Unlike localforage, Dexie indexes each object key (i.e. it can sort the websites by indices like dateVisited
), and includes basic filtering methods. This means we could conceivably use these methods to progressively load the visualization for large N: Say we had 10,000 website
objects in storage. With our data, Dexie has an index based on time (the dateVisited
key). When the user initially loads Lightbeam, we could incrementally add one day’s worth of data to the graph at a time to improve performance over trying to load all 10,000 sites at once.
localforage versus Dexie: the numbers
Console.time
I implemented the following methods in both libraries using fake data I generated in JavaScript, with N = 10000 websites. I measured times using console.time
:
Method | localForage (ms) | Dexie (ms) | Winner |
---|---|---|---|
clearAllDatabaseFromBefore |
50 | 3 | Dexie |
setAll |
6554 | 2265 | Dexie |
getAll |
2491 | 120 | Dexie |
setSingle |
6 | 3 | Dexie |
setManySinglesBlocking |
14611 | 15640 | localforage |
setManySinglesUnblocking |
579 | 3003 | localforage |
getRandomSet |
8354 | 1149 | Dexie |
getMostRecentSite |
2704 | 14 | Dexie |
getLastThreeSites |
2420 | 5 | Dexie |
getLastThreeDaysVisibleSites |
2732 | 541 | Dexie |
This suggests that Dexie is generally faster.
JSPerf
Concerned that there might be a high degree of variability in these numbers, my mentor, Jonathan Kingston, suggested I perform the same tests using JSPerf, a tool that compares two algorithms by running each one dozens of time to find a statistically significant difference, if any.
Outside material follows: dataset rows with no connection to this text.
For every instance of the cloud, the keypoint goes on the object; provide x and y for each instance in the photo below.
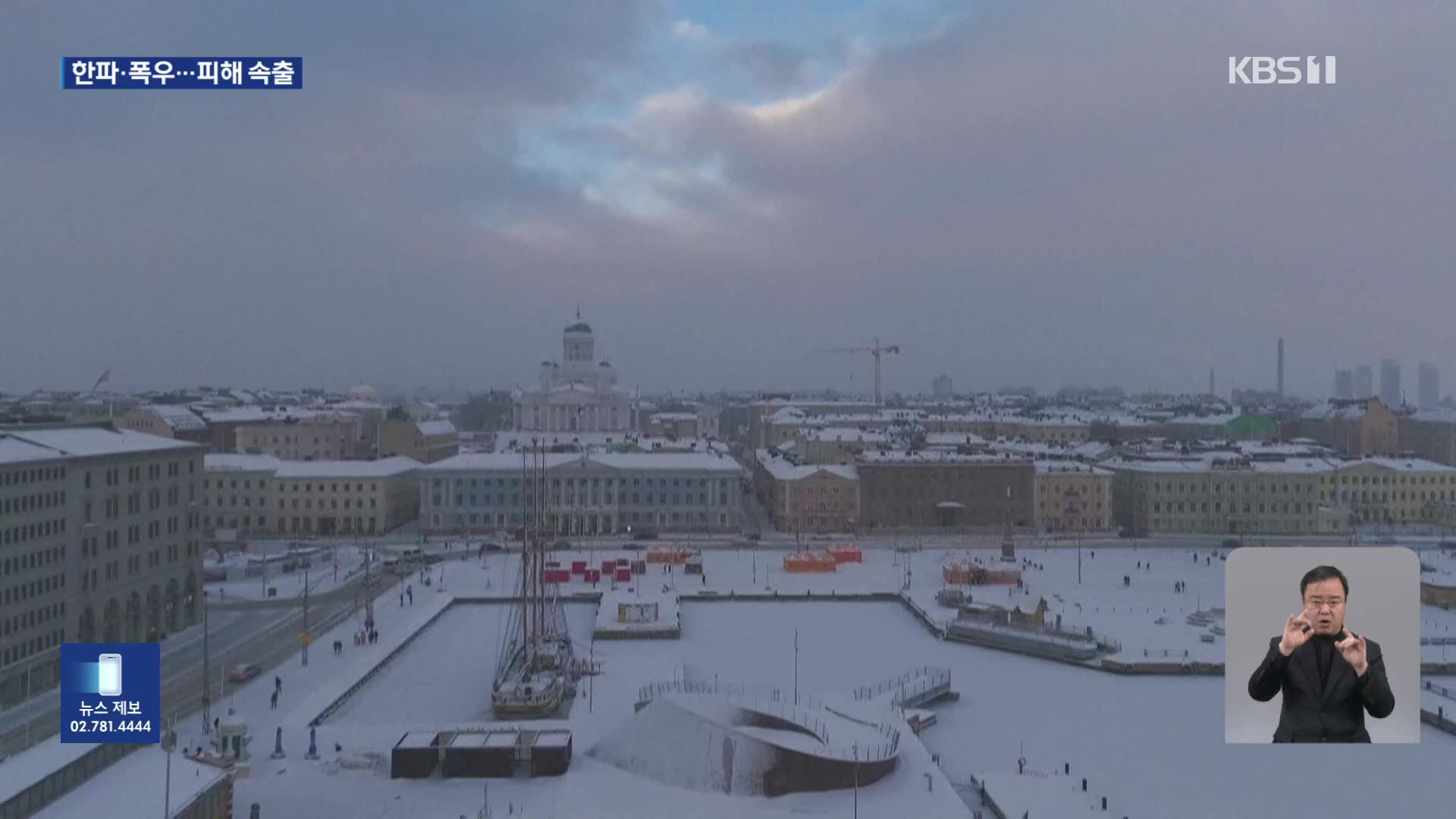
(1040, 193)
(770, 64)
(692, 31)
(1033, 194)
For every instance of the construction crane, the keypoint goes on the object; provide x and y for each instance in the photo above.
(877, 350)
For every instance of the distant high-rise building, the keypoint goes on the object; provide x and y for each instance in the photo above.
(1365, 382)
(1430, 387)
(1389, 382)
(1280, 390)
(941, 387)
(1345, 384)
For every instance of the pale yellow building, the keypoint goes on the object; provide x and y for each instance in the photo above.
(346, 497)
(313, 436)
(237, 490)
(837, 445)
(814, 497)
(165, 420)
(427, 442)
(1298, 496)
(1074, 497)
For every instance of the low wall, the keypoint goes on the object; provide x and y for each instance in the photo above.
(334, 706)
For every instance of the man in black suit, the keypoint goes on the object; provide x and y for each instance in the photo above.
(1329, 676)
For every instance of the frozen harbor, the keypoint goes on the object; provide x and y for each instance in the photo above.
(1152, 745)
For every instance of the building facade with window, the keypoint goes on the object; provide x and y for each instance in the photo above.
(585, 493)
(98, 542)
(808, 497)
(1074, 497)
(1294, 496)
(237, 490)
(344, 497)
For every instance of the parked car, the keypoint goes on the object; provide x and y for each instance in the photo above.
(245, 672)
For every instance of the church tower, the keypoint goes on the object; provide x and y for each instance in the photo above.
(579, 350)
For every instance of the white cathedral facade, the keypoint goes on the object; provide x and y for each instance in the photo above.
(577, 394)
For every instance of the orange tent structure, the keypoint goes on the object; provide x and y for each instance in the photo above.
(971, 575)
(676, 556)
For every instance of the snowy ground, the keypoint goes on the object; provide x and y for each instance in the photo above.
(1152, 745)
(321, 576)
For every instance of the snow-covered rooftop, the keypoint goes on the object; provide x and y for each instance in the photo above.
(1069, 466)
(849, 435)
(437, 428)
(934, 457)
(17, 450)
(783, 469)
(178, 417)
(382, 468)
(82, 442)
(237, 463)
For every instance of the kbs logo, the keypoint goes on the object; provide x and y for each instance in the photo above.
(1283, 71)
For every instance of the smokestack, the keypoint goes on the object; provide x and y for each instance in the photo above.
(1282, 368)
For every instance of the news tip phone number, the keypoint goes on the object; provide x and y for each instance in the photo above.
(218, 72)
(108, 726)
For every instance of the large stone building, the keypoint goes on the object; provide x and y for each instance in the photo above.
(810, 497)
(98, 542)
(425, 442)
(1354, 428)
(1430, 435)
(303, 436)
(1238, 494)
(1074, 497)
(166, 420)
(577, 394)
(588, 493)
(310, 497)
(237, 490)
(946, 490)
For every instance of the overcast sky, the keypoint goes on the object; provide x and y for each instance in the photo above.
(1015, 193)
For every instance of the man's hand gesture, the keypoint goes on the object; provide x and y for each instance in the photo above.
(1296, 632)
(1353, 649)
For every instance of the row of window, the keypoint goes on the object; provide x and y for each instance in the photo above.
(33, 531)
(34, 475)
(34, 646)
(31, 618)
(514, 519)
(1218, 507)
(571, 499)
(570, 483)
(31, 503)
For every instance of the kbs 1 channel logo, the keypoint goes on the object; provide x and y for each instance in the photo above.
(111, 692)
(1282, 71)
(156, 74)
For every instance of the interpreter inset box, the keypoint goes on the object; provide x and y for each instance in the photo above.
(1324, 645)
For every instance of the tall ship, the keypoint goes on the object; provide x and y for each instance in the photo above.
(536, 670)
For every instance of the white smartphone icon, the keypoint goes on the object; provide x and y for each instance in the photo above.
(108, 676)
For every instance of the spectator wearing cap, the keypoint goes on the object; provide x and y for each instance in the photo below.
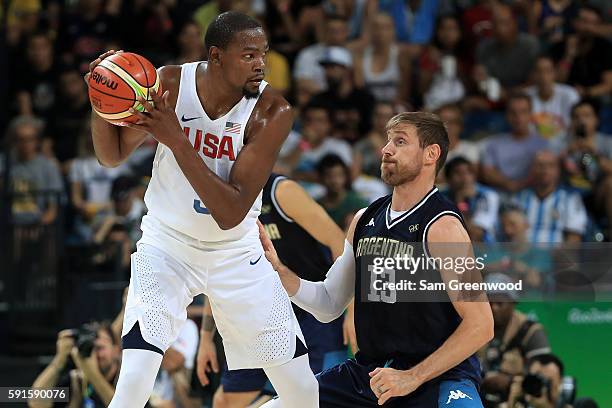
(552, 102)
(509, 55)
(507, 157)
(478, 204)
(351, 107)
(516, 339)
(172, 385)
(555, 213)
(585, 59)
(306, 70)
(35, 180)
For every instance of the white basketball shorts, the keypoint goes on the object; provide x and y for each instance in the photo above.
(252, 311)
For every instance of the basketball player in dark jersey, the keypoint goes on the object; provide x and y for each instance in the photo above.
(411, 354)
(307, 240)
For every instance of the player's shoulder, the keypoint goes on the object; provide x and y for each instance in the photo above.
(271, 104)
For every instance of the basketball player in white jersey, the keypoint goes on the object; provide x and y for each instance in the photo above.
(219, 130)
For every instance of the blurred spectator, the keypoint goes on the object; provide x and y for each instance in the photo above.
(96, 355)
(152, 36)
(190, 44)
(368, 151)
(517, 339)
(509, 55)
(517, 257)
(555, 213)
(552, 20)
(316, 143)
(35, 79)
(414, 19)
(340, 201)
(585, 60)
(90, 187)
(69, 121)
(35, 180)
(587, 161)
(507, 157)
(383, 67)
(541, 386)
(172, 385)
(452, 116)
(552, 102)
(127, 211)
(478, 204)
(307, 71)
(86, 29)
(443, 65)
(351, 107)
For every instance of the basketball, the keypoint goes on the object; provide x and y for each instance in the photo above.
(117, 82)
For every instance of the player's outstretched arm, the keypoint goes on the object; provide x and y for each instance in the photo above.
(112, 144)
(228, 202)
(325, 300)
(308, 214)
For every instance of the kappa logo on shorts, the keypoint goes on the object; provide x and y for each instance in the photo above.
(456, 395)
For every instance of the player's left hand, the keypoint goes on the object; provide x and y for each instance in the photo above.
(389, 382)
(159, 120)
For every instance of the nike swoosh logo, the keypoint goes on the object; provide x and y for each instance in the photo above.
(184, 119)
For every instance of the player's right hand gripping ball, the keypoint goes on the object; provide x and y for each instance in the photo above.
(117, 82)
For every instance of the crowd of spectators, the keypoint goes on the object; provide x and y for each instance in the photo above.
(523, 87)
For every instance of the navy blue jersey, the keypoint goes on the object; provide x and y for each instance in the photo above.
(296, 248)
(406, 331)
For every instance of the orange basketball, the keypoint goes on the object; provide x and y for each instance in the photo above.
(117, 81)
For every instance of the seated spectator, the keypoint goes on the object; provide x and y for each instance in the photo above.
(126, 211)
(509, 55)
(36, 80)
(172, 385)
(478, 204)
(545, 370)
(444, 65)
(414, 20)
(92, 383)
(340, 201)
(551, 20)
(516, 340)
(383, 66)
(585, 59)
(555, 213)
(517, 257)
(452, 116)
(316, 142)
(367, 151)
(306, 70)
(70, 116)
(36, 182)
(552, 102)
(351, 107)
(507, 157)
(190, 44)
(90, 187)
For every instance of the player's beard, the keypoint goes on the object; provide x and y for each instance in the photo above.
(396, 174)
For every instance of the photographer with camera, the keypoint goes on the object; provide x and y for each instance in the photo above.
(95, 354)
(516, 340)
(588, 159)
(542, 386)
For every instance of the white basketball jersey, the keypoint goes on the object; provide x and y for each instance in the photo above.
(170, 198)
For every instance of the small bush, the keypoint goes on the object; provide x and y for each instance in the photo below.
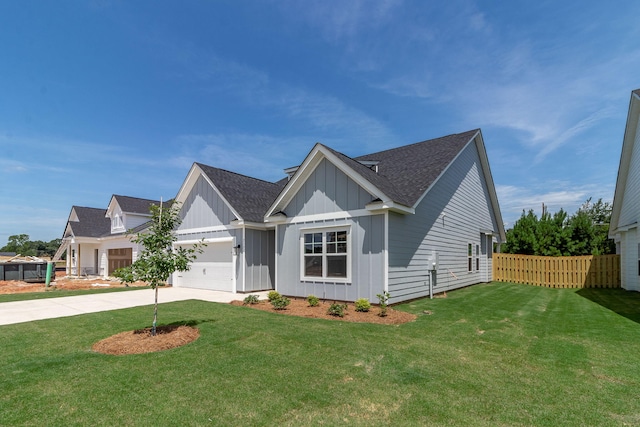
(337, 309)
(383, 298)
(280, 303)
(251, 299)
(363, 305)
(273, 295)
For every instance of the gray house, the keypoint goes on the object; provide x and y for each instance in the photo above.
(625, 215)
(96, 240)
(343, 228)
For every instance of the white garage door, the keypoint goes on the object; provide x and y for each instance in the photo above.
(213, 269)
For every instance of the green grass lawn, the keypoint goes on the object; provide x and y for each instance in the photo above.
(55, 293)
(489, 355)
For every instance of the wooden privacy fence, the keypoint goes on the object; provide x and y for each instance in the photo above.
(590, 271)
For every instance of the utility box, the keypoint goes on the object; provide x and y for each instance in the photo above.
(432, 261)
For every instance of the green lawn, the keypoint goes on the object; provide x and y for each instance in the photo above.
(55, 293)
(489, 355)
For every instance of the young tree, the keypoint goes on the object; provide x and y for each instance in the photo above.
(158, 258)
(521, 239)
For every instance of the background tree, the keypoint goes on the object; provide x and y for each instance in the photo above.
(584, 233)
(158, 259)
(521, 239)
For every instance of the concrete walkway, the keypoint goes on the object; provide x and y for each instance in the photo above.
(49, 308)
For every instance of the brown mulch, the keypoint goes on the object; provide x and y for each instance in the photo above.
(141, 340)
(300, 307)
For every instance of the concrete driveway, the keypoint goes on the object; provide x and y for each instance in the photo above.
(49, 308)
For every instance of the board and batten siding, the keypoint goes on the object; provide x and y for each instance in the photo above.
(366, 258)
(327, 189)
(453, 214)
(630, 210)
(204, 207)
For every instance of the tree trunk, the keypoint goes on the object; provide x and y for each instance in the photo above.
(155, 314)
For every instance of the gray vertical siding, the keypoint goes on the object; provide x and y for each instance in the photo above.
(259, 260)
(328, 189)
(367, 261)
(461, 195)
(204, 208)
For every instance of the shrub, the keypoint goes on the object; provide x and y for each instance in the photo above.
(337, 309)
(251, 299)
(362, 304)
(273, 295)
(280, 303)
(383, 298)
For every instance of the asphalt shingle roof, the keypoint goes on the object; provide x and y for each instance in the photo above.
(249, 197)
(403, 174)
(135, 204)
(91, 222)
(411, 169)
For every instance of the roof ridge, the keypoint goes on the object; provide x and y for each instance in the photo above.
(472, 131)
(137, 198)
(236, 173)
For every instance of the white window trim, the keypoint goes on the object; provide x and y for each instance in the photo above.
(324, 230)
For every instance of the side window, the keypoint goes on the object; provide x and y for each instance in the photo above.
(325, 254)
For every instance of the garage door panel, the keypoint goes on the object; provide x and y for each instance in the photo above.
(212, 269)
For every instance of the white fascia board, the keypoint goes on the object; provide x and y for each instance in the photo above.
(625, 160)
(249, 224)
(211, 240)
(313, 159)
(330, 216)
(190, 181)
(381, 206)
Above is one test result in JSPerf for the getLastThreeDaysVisibleSites
method. Whew, that’s a mouthful.
JSPerf test results with N = 100* websites:
Method | localForage (Ops/s) | Dexie (Ops/s) | Winner |
---|---|---|---|
clearAllDatabaseFromBefore |
3842 | 2600 | localforage (36% faster) |
setAll |
3866 | 4270 | Dexie (9% faster) |
getAll |
3502 | 3917 | Dexie (10% faster) |
setSingle |
16667 | 23242 | Dexie (22% faster) |
setManySinglesBlocking ** |
no data | no data | Unknown |
setManySinglesUnblocking |
116 | 183 | Dexie (61% faster) |
getRandomSet |
3481 | 3850 | Dexie (11% faster) |
getMostRecentSite |
3892 | 3836 | No difference |
getLastThreeSites |
4014 | 3991 | No difference |
getLastThreeDaysVisibleSites |
3473 | 3914 | Dexie (21% faster) |
*: Browser would crash on N = 10,000 websites for getAll
and setAll
. Writing and reading 10,000 entries from a database a hundred times is not the intended use case of this tool or Lightbeam.
**: Browser would still crash for N = 100 for setManySinglesBlocking
. We don’t want to block anyway as row locking for Lightbeam is not a critical need when each website object is a key in our database.
So which is better?
When using the same data structure and exact same data, Dexie methods largely perform better than localforage.
This is likely because unlike localforage, Dexie indexes the keys for each row in a table (each row is a website
object in our case) and queries can be made efficiently based on these (e.g. we can easily sort by dateVisited
or isVisible
indices). Since localforage does not index, we essentially have to iterate through all N website keys and perform a check.
While localforage is a well-formed solution for other use cases (i.e. a simple key-value API that’s good for storing application state), it suffers from the same problem as localStorage, in that it is not easy to store different types of data.